Per rintracciare il sindaco di Baltimora – o per meglio dire la sua casa – Liza era stata costretta a soggiogare un poliziotto. Per via della criminalità che dilagava in città, infatti, la villa di Stephanie Jefferson, questo il suo nome, era praticamente blindata. Kol doveva aver adoperato lo stesso metodo per riuscire a entrare nelle sue grazie e il fatto che si trattasse di una donna, ovviamente, gli aveva reso le cose ancora più semplici. L'ingresso principale della villa, una delle più grandi e belle dell'intera Baltimora, era sorvegliato notte e giorno da una pattuglia della polizia, ma c'era anche un'entrata secondaria, quella che dava su un immenso giardino di castagni, che, almeno in quel momento, sembrava incustodita. Liza sospirò. Era riuscita – più o meno senza problemi - a nascondersi sul tetto della villa e, attraverso i vetri di una delle finestre, si era perfino sincerata delle condizioni di Stephanie Jefferson. Di Kol, invece, sembrava non esserci traccia. Liza si mosse furtiva sul tetto in direzione dell'ingresso principale, avvistò la pattuglia, ma non il vampiro. Poi il rumore di alcuni passi nell'erba catturò la sua attenzione e, come un fulmine, si portò dal lato opposto. Lanciò un'occhiata in giardino e vide qualcuno farsi sempre più vicino. Il respiro le mancò per un istante mentre Kol Mikaelson avanzava deciso verso l'entrata secondaria della villa. Il vampiro salì i pochi gradini che lo dividevano dalla porta d'ingresso e si bloccò di colpo, respirando l'aria intrisa di un profumo che avrebbe riconosciuto tra mille.
«Dove credi di andare?» La voce di Liza lo raggiunse alle spalle con la stessa intensità di una scarica elettrica. Kol si ritrovò a sorridere, felice, poi scacciò in fretta quel sorriso dalle sue labbra e si voltò, mostrando alla vampira il suo solito e insopportabile ghigno.
«A cena da un'amica. Tu, piuttosto, non dovresti essere in vacanza col tuo adorato gemello?»

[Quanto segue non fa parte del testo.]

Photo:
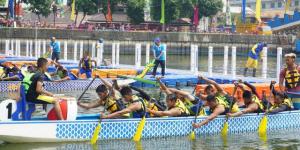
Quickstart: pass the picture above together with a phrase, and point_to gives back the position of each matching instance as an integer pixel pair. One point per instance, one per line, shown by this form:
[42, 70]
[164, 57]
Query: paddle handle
[86, 89]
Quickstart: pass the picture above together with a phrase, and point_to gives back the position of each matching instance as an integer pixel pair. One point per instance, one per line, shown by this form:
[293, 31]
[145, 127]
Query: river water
[281, 140]
[288, 139]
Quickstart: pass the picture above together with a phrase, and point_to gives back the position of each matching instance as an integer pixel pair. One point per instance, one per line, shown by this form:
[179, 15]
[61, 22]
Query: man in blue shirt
[253, 56]
[55, 48]
[159, 53]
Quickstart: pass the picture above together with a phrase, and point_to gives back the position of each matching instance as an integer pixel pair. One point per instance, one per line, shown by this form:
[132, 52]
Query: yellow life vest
[292, 78]
[286, 101]
[179, 104]
[258, 102]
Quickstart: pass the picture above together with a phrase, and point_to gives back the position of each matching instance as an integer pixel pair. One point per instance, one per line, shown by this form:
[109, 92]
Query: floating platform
[82, 129]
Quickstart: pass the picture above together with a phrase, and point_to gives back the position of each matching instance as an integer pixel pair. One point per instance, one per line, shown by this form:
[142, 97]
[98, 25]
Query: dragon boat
[81, 127]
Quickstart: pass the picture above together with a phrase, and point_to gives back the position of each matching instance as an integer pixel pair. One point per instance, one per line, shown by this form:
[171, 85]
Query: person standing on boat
[253, 56]
[221, 95]
[251, 99]
[55, 49]
[136, 106]
[36, 92]
[86, 66]
[159, 53]
[291, 76]
[281, 101]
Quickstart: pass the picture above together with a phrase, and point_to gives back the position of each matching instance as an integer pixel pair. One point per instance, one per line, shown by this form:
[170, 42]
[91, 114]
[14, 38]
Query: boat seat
[23, 107]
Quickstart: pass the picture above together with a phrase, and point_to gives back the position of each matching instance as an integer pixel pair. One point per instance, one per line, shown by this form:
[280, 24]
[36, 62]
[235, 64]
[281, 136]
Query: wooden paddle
[262, 128]
[139, 131]
[224, 130]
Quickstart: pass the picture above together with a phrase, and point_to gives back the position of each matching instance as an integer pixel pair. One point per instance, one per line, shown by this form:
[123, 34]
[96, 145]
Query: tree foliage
[175, 9]
[135, 11]
[40, 8]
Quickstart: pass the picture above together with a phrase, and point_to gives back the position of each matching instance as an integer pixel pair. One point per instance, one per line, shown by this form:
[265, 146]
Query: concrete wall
[136, 36]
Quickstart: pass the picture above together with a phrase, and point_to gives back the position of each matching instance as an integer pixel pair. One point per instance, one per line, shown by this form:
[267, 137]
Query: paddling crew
[36, 92]
[281, 101]
[14, 74]
[221, 95]
[159, 53]
[106, 99]
[136, 106]
[251, 100]
[176, 108]
[217, 108]
[290, 75]
[85, 65]
[253, 56]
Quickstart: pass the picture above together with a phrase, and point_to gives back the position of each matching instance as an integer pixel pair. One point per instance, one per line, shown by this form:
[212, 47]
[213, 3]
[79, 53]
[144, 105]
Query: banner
[72, 17]
[258, 10]
[287, 5]
[108, 15]
[162, 19]
[196, 16]
[244, 11]
[11, 8]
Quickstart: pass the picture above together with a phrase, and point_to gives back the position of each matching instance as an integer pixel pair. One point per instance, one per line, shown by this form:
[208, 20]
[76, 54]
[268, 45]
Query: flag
[108, 15]
[258, 10]
[287, 5]
[73, 11]
[11, 8]
[196, 16]
[244, 11]
[162, 19]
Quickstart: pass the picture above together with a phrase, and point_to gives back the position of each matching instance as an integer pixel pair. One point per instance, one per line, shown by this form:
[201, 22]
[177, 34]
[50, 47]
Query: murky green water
[281, 140]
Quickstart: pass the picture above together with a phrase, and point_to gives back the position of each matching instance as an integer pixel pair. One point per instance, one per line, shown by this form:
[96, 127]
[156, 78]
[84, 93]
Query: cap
[293, 55]
[156, 40]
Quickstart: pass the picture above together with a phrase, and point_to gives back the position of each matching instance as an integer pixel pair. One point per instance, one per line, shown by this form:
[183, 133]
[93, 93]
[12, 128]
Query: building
[270, 8]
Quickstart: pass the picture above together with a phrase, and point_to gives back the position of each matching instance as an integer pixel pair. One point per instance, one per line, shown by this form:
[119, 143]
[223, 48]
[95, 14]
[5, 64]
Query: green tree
[209, 8]
[135, 11]
[171, 10]
[88, 7]
[40, 8]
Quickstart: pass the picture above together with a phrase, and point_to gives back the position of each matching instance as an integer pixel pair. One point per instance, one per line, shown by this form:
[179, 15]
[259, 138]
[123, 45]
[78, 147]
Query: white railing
[36, 48]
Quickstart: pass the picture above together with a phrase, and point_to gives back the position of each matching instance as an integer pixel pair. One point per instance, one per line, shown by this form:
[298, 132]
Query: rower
[85, 65]
[217, 107]
[291, 76]
[251, 100]
[14, 74]
[281, 101]
[186, 98]
[220, 94]
[136, 106]
[36, 92]
[176, 107]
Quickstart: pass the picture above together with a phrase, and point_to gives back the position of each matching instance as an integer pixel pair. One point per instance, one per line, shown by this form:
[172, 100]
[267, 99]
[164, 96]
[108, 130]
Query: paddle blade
[224, 131]
[138, 133]
[192, 135]
[262, 129]
[95, 134]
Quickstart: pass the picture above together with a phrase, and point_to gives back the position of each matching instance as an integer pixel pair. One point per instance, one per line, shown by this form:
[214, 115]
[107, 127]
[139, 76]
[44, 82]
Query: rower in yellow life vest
[85, 65]
[290, 75]
[251, 100]
[281, 102]
[219, 93]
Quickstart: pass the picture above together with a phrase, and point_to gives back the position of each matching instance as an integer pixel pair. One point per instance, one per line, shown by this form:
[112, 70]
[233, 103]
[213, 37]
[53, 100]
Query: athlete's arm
[172, 113]
[250, 109]
[219, 110]
[90, 105]
[129, 109]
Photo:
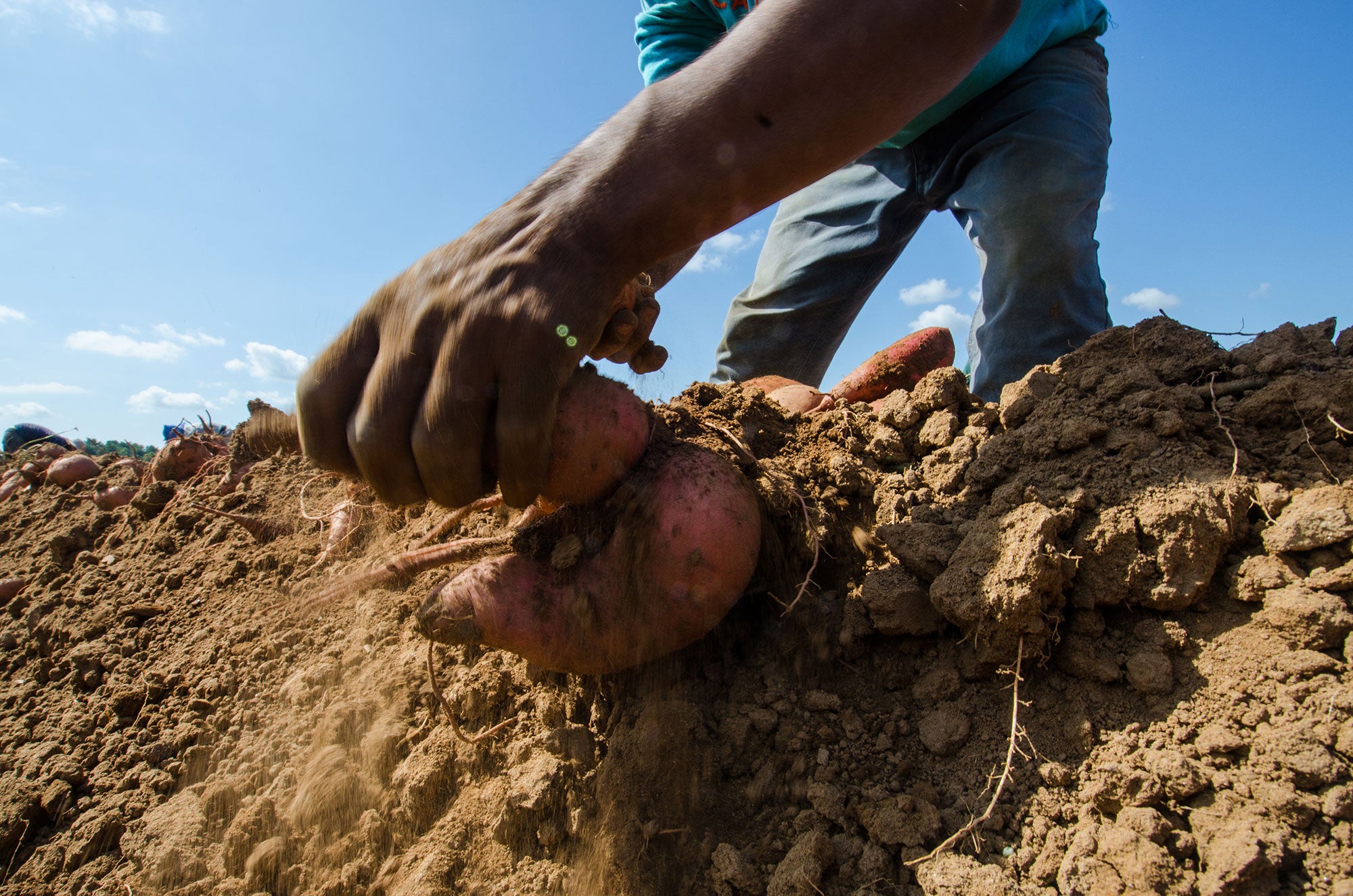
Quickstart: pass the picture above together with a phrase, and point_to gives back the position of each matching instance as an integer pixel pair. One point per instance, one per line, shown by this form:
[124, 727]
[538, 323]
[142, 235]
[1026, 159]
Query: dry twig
[451, 715]
[1011, 749]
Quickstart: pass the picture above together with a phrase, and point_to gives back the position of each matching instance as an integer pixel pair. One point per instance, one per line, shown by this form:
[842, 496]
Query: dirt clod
[179, 716]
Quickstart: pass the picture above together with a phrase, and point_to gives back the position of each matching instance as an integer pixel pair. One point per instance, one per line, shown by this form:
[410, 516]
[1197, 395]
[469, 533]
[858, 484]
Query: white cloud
[1152, 300]
[155, 398]
[122, 346]
[91, 17]
[43, 389]
[269, 362]
[25, 410]
[944, 316]
[196, 337]
[147, 21]
[930, 293]
[43, 212]
[719, 248]
[282, 401]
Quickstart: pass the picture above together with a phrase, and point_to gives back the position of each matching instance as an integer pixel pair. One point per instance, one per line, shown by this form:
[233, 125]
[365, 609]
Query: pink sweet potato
[112, 497]
[900, 366]
[71, 469]
[601, 431]
[683, 551]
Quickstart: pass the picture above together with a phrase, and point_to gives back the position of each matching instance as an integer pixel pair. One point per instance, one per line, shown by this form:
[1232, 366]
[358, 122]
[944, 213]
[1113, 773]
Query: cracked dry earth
[1157, 528]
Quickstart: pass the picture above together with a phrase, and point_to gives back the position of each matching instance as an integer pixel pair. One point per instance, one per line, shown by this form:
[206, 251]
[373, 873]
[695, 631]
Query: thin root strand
[1011, 750]
[411, 563]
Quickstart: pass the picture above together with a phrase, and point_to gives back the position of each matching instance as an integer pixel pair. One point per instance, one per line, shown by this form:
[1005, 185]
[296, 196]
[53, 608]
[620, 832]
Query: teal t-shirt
[673, 33]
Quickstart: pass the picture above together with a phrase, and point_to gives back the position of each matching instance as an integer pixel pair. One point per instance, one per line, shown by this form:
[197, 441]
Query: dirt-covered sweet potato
[182, 458]
[683, 548]
[900, 366]
[601, 431]
[791, 394]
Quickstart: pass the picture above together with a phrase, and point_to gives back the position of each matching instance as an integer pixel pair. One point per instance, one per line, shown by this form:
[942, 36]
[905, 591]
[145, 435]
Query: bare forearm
[798, 90]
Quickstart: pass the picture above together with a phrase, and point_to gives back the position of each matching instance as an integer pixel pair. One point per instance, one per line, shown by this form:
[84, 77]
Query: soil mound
[1157, 529]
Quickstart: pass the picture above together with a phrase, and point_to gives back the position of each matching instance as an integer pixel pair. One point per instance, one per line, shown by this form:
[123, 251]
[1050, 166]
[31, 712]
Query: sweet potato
[112, 497]
[900, 366]
[35, 473]
[601, 432]
[684, 547]
[182, 458]
[71, 469]
[791, 394]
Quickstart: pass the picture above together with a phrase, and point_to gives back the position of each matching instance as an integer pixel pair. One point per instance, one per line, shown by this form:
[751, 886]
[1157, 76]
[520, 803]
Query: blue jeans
[1022, 168]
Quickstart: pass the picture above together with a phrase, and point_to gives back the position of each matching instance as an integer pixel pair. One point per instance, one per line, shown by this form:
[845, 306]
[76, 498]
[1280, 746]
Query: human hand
[447, 379]
[626, 339]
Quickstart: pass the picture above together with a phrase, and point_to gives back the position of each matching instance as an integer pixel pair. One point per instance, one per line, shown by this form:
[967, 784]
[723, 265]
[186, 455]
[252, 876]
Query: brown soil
[1160, 528]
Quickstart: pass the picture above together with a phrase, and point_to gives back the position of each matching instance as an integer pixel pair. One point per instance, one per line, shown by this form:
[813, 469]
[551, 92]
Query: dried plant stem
[17, 846]
[451, 715]
[818, 547]
[1236, 450]
[1011, 749]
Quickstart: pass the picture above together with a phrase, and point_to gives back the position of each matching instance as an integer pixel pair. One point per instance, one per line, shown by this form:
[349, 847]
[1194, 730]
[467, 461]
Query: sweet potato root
[263, 531]
[684, 547]
[900, 366]
[71, 469]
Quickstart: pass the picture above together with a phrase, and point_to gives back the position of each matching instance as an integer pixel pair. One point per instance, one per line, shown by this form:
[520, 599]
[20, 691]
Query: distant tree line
[118, 447]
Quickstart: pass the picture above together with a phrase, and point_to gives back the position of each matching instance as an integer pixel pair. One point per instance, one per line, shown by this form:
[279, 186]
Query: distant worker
[29, 435]
[863, 117]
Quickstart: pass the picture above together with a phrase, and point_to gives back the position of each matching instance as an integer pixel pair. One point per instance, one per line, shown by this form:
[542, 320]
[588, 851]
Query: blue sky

«La vacanza è finita. Appena in tempo direi!» Esclamò Liza, incrociando le braccia sotto il seno e sfidando l'originario con lo sguardo. Lui aggrottò la fronte. «In tempo... per cosa?» Chiese, infilando le mani nelle tasche anteriori dei jeans.
«In tempo per impedire al mostro di Baltimora di commettere l'ennesimo omicidio!»
A quelle parole, Kol ridacchiò. «Allora perdi il tuo tempo, darling! Quella donna è già morta. Adesso, per favore, lasciami in pace!»
Si voltò verso la porta, intento a suonare il campanello, ma Liza, in un lampo, gli fu addosso. Afferrò il vampiro per la gola e lo scaraventò a qualche metro di distanza dall'entrata. Kol si ritrovò con la schiena sull'erba e gli occhi di Liza, a cavalcioni su di lui, piantati dritti nei suoi. Abbassò lo sguardo sulla scollatura di lei, individuando il pendente in oro e acquamarina, e in seguito tornò a fissarla negli occhi. «Hai riottenuto i tuoi superpoteri, a quanto pare...»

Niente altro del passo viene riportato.